Toen we een paar weken geleden op kerstavond in familiekring samenzaten haalde schoonbroer Guido op een zeker moment zijn gitaar boven.
En om dat ding te stemmen klemde hij er bovenaan een klein toestelletje op, waarmee hij onmiddellijk de toon (frequentie) van de aangeslagen snaar kon aflezen.
Hij kon dus gemakkelijk de snaarspanningen bijregelen tot alle snaren de juiste toon weergaven.
Een prachtig stukje technologie zo’n gitaarstemmer.
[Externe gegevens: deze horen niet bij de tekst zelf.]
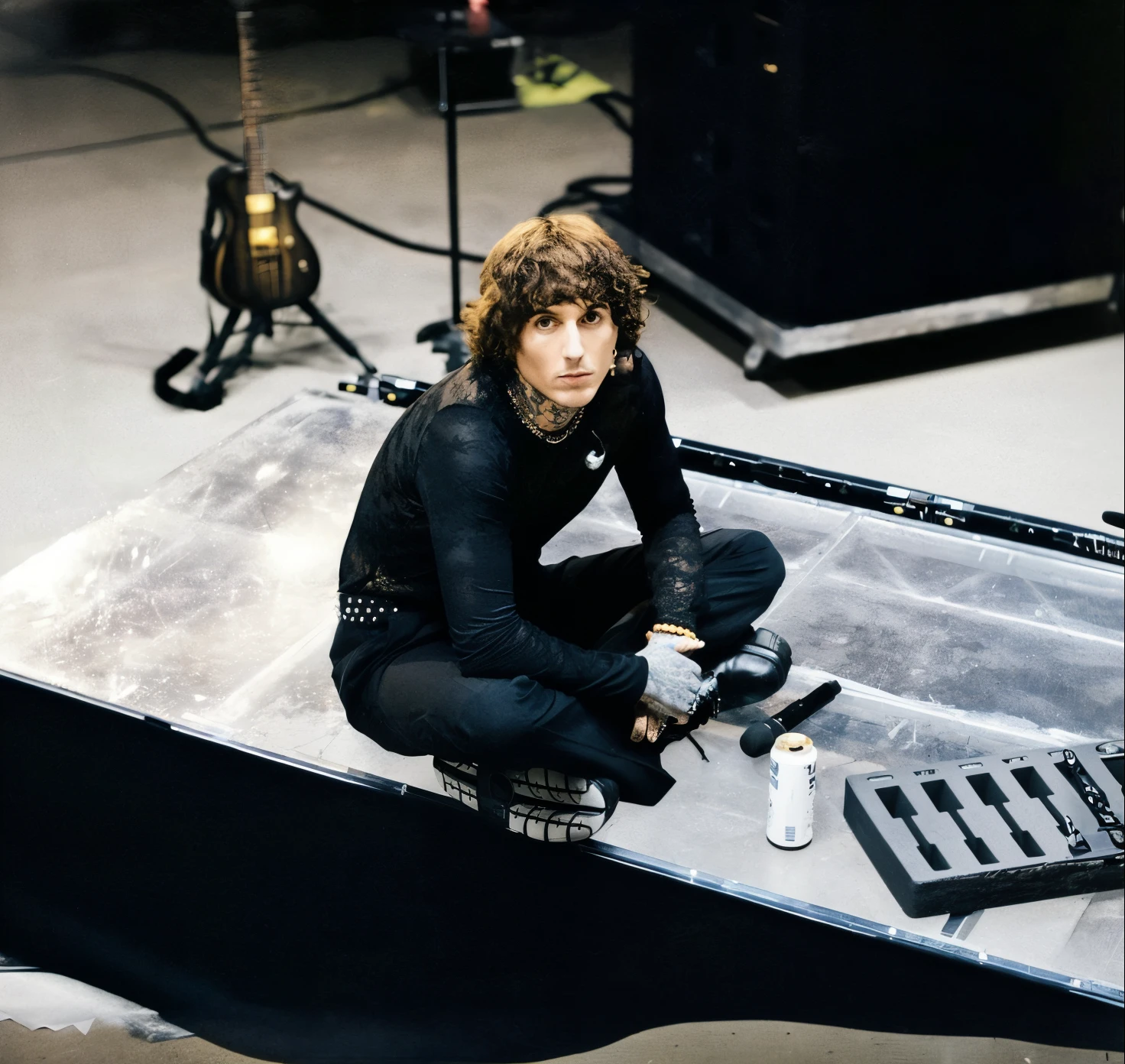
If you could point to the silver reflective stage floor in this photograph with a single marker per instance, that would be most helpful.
(211, 602)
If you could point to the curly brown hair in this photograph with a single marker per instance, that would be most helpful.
(543, 262)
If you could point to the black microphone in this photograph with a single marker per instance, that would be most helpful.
(760, 736)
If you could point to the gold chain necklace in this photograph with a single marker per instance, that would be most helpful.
(517, 396)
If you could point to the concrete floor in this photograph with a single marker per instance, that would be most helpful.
(100, 252)
(743, 1043)
(99, 287)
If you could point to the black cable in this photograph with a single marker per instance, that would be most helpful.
(577, 193)
(582, 191)
(390, 238)
(200, 133)
(191, 122)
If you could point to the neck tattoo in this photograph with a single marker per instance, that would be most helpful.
(543, 417)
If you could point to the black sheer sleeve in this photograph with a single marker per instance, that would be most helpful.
(462, 477)
(650, 475)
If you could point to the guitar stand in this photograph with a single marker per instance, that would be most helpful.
(207, 388)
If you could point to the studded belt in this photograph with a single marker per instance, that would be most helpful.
(366, 608)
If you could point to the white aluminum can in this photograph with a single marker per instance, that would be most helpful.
(793, 789)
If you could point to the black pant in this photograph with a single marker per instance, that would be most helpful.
(412, 699)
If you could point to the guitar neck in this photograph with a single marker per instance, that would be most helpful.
(253, 136)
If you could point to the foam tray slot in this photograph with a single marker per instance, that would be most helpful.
(994, 830)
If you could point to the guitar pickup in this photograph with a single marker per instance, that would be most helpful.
(264, 238)
(260, 204)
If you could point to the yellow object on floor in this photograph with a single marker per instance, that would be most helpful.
(553, 81)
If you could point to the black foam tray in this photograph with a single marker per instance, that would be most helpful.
(961, 836)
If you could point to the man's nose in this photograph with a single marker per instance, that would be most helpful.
(574, 348)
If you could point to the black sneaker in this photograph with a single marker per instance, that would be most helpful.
(757, 670)
(539, 803)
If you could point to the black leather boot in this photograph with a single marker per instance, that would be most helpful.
(757, 670)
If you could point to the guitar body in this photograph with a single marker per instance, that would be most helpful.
(255, 262)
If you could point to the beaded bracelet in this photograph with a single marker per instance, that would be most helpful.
(672, 630)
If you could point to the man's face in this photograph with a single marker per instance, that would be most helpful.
(566, 351)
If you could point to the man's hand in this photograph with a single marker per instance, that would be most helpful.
(673, 679)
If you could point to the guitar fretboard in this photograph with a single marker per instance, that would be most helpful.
(252, 133)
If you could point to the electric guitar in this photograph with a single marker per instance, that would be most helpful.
(255, 257)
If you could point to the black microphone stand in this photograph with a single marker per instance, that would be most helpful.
(445, 336)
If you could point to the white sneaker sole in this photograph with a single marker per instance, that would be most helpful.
(576, 811)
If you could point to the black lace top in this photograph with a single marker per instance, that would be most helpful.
(462, 496)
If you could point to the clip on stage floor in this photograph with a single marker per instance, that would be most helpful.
(190, 821)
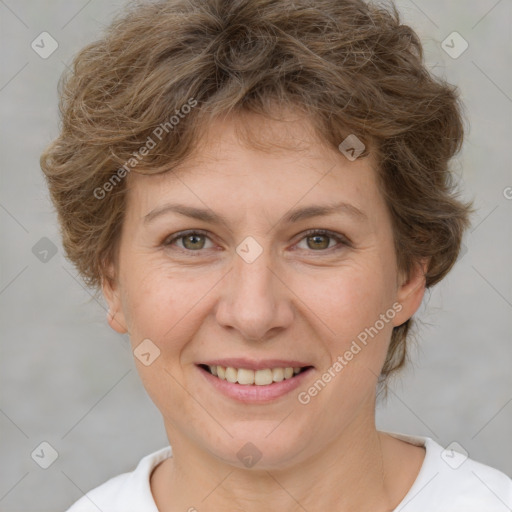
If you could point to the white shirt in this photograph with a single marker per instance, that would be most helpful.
(447, 482)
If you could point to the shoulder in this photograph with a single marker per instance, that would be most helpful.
(450, 481)
(126, 492)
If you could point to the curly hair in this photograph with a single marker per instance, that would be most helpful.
(351, 67)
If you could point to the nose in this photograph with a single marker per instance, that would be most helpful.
(255, 300)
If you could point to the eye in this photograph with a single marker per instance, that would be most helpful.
(318, 240)
(192, 240)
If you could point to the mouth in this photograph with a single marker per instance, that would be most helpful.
(250, 377)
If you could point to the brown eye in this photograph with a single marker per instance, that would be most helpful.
(318, 241)
(191, 241)
(194, 241)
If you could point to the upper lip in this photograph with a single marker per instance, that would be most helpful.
(251, 364)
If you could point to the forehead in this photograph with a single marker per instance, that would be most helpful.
(246, 159)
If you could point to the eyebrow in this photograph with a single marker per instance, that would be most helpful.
(291, 217)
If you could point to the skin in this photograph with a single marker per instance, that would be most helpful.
(201, 300)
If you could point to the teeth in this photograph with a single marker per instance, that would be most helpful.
(253, 377)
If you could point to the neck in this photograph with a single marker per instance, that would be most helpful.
(347, 474)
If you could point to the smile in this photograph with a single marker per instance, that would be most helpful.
(250, 377)
(257, 386)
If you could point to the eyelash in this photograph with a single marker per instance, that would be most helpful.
(343, 242)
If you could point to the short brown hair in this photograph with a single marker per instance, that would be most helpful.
(351, 67)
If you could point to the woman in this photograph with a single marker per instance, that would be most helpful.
(261, 191)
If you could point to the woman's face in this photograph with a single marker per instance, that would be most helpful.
(256, 287)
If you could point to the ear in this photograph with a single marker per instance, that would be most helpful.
(111, 292)
(411, 291)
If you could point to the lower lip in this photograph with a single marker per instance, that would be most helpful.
(252, 393)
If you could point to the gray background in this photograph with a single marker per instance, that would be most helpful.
(69, 380)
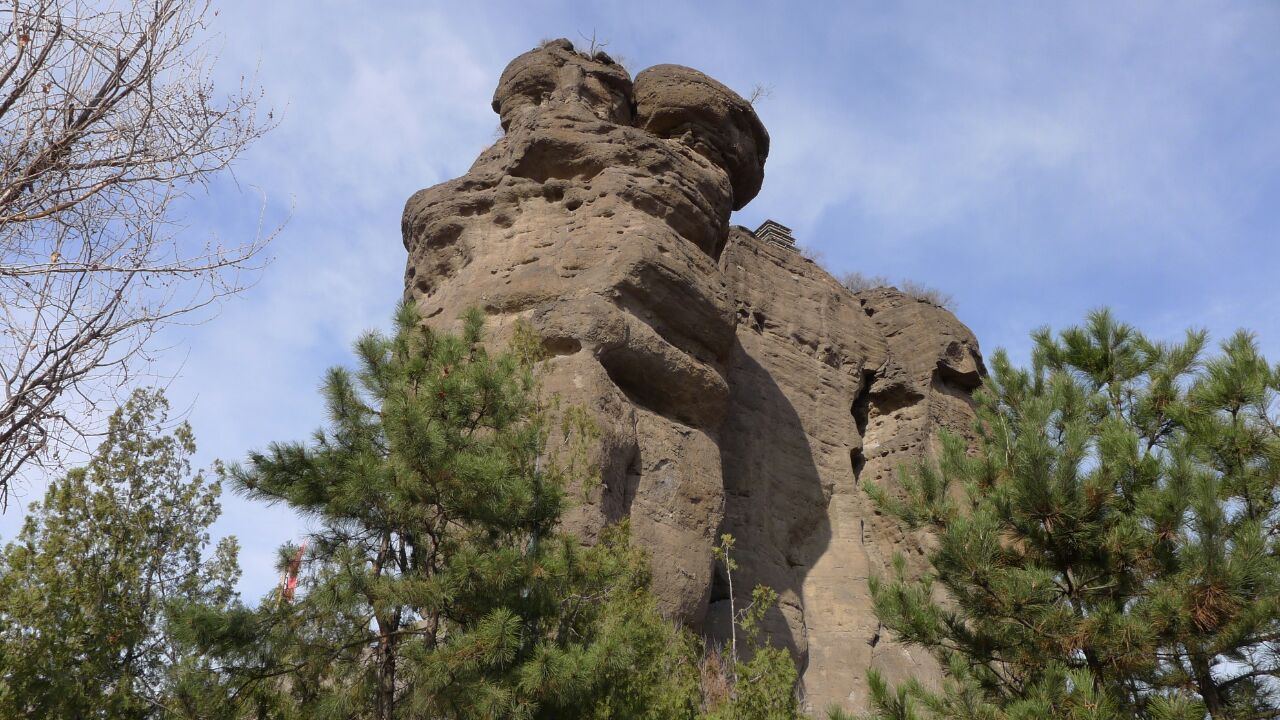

Ik wilde dan ook meteen weten hoe zo’n ding werkt.
Aan de basis van de werking ligt het wonderlijke piëzo-elektrisch effect.
Dit is een duur woord voor een merkwaardige eigenschap die al 1880 door de gebroeders Jacques en Pierre Curie (de man van Marie Curie) ontdekt werd.
Ze stelden vast dat als je bepaalde kristalsoorten (kwartskristallen bijvoorbeeld) vervormt (samendrukt of uitrekt), er tussen de uiteinden van zo’n kristal een elektrische spanning ontstaat.
Als je ze zo'n kristal dus aan een trilling (= snel opeenvolgende samendrukkingen en uitrekkingen) onderwerpt, zal er tussen de uiteinden een wisselspanning ontstaan.
In onderstaande simulatie is dat te zien:
Je kan je wel voorstellen dat de frequentie van die wisselspanning evenredig is met de frequentie van de trilling van het kristal.
Als men dus via een stukje elektronica de frequentie van die wisselspanning kan meten kent men de frequentie waarmee het kristal trilt.
En dat is het nu wat precies in zo'n gitaar-tunertje gebeurt: de trilling van de snaren wordt via het hout doorgegeven aan het kristal in het toestelletje en de elektronica meet de frequentie van de wisselspanning en toont ze op een klein schermpje!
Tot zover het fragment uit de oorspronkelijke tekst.